她很看的开,这事没法强求,就不等于要鱼死网破,她是一个很顾大局的人,她也看好任何一个竞争对手。
“你很好,好好演这部戏,不要翻车,不要比我差,不要浪费任何心血,我会期待的。”季书已笑。
一旁的冯懿柳料到会她会不甘心,会很体面的争论,会不解,却没料到她确实会不解,但她会更爱演戏,爱到可以不顾自身利益也可支持他人的地步。
这世间有很多选择,也有必须要做出选择的人,并不代表一定要分先来后到和是是非非,但总有人愿意退让一步,做出了这种选择并不是说她有多伟大有多无私,而是这个人,她爱的不仅是演戏,她也爱生活,爱很多很多。
一杯喝完,结束了谈局。
季书已提包要走,她道了一声再见。
冯懿柳说了一句:“谢谢你,你很好。”
季书已说:“你看我如果再说一句不用谢,你又得来一句不好意思,总之神情就应该会是那样,但是呢我就会因此而感到伤心,因为我太好了,所以我就会来安慰你,说一些大大小小的话。你说,那不岂是太废时间了。”
冯懿柳笑了。
“行了,谢谢你。”她已经站在了门口,要摁门把手,但临走前像是想起了什么,说到:“我不喜欢兜兜转转的招来试探,如果下次有事来找我,我还是希望是戏中的事宜。”
还没等人回应就跑了,着急忙慌连口罩都戴反了。
她俯下身用手赶紧换了过来。
结果刚戴好后肩被拍了拍,她下的一哆嗦,下意识就塞紧了口罩。
她转过身,是……被发现了吗?
结果确实是被发现了,不过是被一个欠揍的人发现了。
前几天良好市民,帮助哥哥的喻律师,喻硕尹。
“你干嘛!叫人不行,偏要吓人!”季书已没好气地说
“我要叫了,你不早就跑远了。”喻硕尹无奈。
季书已被噎,冷哼一声。
“你和我那么熟了,现在敢和我生气了。”
季书已不怎么给面子的拆穿:“是啊,你都可以自来熟碰我头发,我怎么就不可以怼你呢!”

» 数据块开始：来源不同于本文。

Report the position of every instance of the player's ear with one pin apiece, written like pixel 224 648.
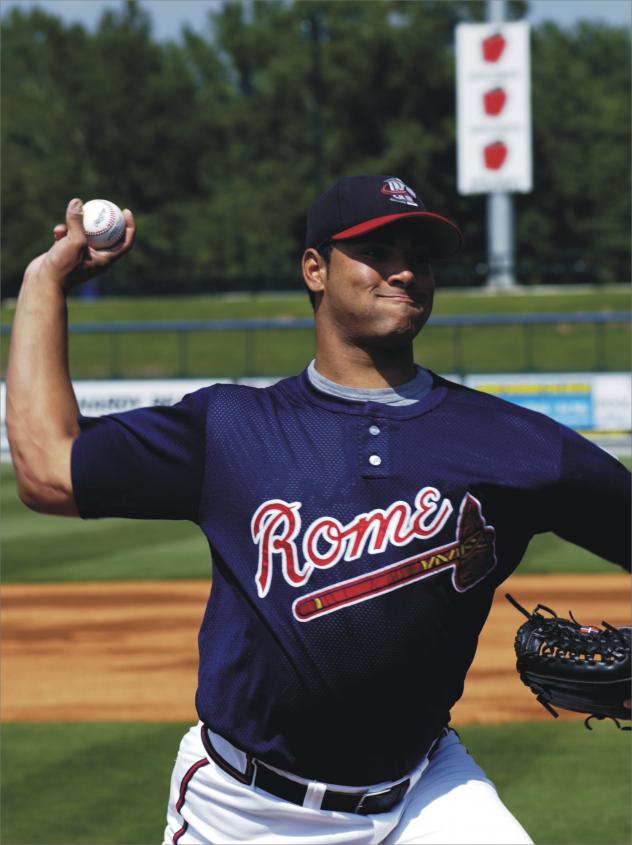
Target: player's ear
pixel 314 270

“有道理,行,我的老朋友,你说的都对。不过你来这里干什么,像贼一样。”
“见朋友啊。”季书已听到那个贼又不爽了,“我是公众人物。”
喻硕尹点点头说:“这大热天的公众人物坐出租车不容易,我送你吧。”
不坐白不坐,于是喻硕尹开车送她回家。
他坐在驾驶座开车,季书已则坐在副驾驶看窗外风景。
既然没了戏要拍估计很快就要回帝都了,怡安来一次不容易,得赶快熟悉。
“听说你们公司总部是在帝都,对吗?”
“嗯。”喻硕尹答。
“那为什么你会待在怡安呢,律所都是建在这里的。”
喻硕尹坦然到:“我得陪我妈妈嘛,毕竟我爸得陪别的女人。”
季书已闻言沉默,她知道云姨和喻父不和,没想到已经到这种地步。到时喻硕尹冷静的很,想来经历过很多次,早已习以为常。
喻硕尹见她很久没坑一声,以为是不好意思了,别处精力看了她一眼:“他俩的婚姻早就名存实亡,我妈不想看见我爸,我爸也愧于见我妈,他俩这样挺好的,到是我哥,这些年公司都给了他,叫他辛苦了好久,他也才28啊。”
季书已想安慰他些什么,但不知从何说起。
于是她要不就用实际行动安慰,她说:“要不,我们去吃些东西吧?吃火锅,海底捞怎么样?”